O Projeto de Lei 1904/2024 que pretende equiparar o aborto feito após 22 semanas de gestação ao crime de homicídio simples no Código Penal brasileiro pode ser votado no Plenário da Câmara sem passar por comissões.
Vale lembrar que no Brasil, o aborto é permitido apenas em casos de risco de morte para a gestante, gravidez resultante de estupro e anencefalia fetal, não importando o tempo gestacional.
Em qualquer outro caso, a gestante que realiza um aborto pode ser condenada a uma pena de prisão de até 3 anos. Quem ajuda — familiar, profissional de saúde, amiga — pode ser condenado a até 4 anos de prisão.
O projeto, de autoria do deputado membro da Bancada Evangélica Sóstenes Cavalcante (PL-RJ), ficou conhecido como “PL da gravidez infantil” e “PL do estupro” porque tiraria o direito de crianças e mulheres que engravidam em decorrência de estupro a não seguirem a gestação.
A grande maioria dos casos em que a descoberta gestacional é tardia, se dá em crianças estupradas (geralmente por pais ou familiares) que não sabem identificar o que está acontecendo com o próprio corpo.
Ainda mais perigosa é a Proposta de Emenda Constitucional 164/2012, que recentemente passou na Comissão de Constituição e Justiça (CCJ) da Câmara dos Deputados. A PEC de autoria dos ex-deputados João Campos (PSDB-GO) e Eduardo Cunha (MDB-RJ), este último cassado em 2016, quando estava na presidência da Câmara, quer alterar o artigo 5o da Constituição, para determinar que determinar que a inviolabilidade do direito à vida se aplica desde a concepção.
Neste caso, o aborto estaria proibido em qualquer circunstância, mesmo nos casos permitidos por lei. Ou seja: uma criança de 11 anos que é estuprada por um parente e engravida, teria que seguir com a gestação até o fim.
As ofensivas têm gerado uma série de protestos pelo país, como as campanhas “Criança não é mãe” e “Nem presa nem morta” criada por organizações feministas.
Mas esse não é um fenômeno isolado.
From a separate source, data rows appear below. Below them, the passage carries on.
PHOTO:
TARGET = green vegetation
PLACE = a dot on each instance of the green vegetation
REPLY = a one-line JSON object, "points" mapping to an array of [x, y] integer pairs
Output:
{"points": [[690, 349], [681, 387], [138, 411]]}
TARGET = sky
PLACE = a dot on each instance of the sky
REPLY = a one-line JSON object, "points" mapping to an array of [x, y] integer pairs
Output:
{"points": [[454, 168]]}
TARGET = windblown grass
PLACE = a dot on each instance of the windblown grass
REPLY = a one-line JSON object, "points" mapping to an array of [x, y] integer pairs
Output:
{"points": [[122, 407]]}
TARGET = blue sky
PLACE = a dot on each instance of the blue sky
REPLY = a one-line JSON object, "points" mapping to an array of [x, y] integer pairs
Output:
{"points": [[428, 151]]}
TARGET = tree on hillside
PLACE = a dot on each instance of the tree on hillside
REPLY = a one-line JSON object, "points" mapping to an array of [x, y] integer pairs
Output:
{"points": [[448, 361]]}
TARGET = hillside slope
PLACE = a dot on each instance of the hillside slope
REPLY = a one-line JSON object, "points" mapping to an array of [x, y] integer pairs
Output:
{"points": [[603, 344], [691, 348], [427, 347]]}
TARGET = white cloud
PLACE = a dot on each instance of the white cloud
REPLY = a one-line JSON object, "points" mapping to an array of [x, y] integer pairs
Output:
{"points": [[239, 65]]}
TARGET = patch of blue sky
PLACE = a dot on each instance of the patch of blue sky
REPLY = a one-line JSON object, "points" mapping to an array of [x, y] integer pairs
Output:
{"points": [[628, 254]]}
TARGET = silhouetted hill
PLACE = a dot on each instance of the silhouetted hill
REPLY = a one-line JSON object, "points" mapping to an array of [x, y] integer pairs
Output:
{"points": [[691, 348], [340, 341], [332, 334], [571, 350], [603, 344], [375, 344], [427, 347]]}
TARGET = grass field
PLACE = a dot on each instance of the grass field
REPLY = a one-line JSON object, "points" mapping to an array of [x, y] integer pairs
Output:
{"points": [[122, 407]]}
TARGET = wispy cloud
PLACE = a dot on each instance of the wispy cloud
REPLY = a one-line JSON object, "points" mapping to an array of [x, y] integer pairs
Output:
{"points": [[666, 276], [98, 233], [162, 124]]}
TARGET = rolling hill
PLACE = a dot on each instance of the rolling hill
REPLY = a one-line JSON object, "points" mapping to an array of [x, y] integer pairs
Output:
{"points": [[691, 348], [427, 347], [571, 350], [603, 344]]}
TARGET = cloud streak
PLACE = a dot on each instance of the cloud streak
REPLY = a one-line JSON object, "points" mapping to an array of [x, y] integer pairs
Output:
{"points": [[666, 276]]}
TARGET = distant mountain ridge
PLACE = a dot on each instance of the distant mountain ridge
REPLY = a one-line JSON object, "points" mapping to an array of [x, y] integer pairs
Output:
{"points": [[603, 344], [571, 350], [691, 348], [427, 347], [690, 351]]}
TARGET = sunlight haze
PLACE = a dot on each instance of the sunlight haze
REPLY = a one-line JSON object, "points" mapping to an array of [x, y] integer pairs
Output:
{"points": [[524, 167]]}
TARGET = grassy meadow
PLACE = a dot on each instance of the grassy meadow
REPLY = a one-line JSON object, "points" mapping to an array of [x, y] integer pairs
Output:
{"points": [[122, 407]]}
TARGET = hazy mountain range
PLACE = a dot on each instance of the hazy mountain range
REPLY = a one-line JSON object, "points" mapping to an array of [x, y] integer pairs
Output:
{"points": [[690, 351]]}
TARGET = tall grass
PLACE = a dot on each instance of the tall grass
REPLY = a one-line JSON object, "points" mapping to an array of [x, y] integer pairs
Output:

Há tempos que as questões de gênero e os direitos reprodutivos são temas centrais para a extrema direita e para organizações ultraconservadoras em todo o mundo.
No último encontro da organização transnacional ultraconservadora Political Network for Values no Senado em Madrid, sobre o qual escrevi na minha última coluna, os assuntos centrais eram os mesmos.
Ali, parlamentares e influenciadores de todo o mundo se reuniram em torno de dois principais objetivos: Acabar com o direito ao aborto em seus países – e para isso pensavam estratégias, projetos de leis, exemplos do que funciona e do que não funciona – e acabar com direitos LGBTQIAP+.
Enquanto isso, movimentos feministas, pesquisadores e especialistas lutam para que estes temas sejam vistos como urgentes e interseccionais para a esquerda, que em sua maioria ainda vê estas como questões minoritárias ou que “atrapalham outras pautas mais importantes”.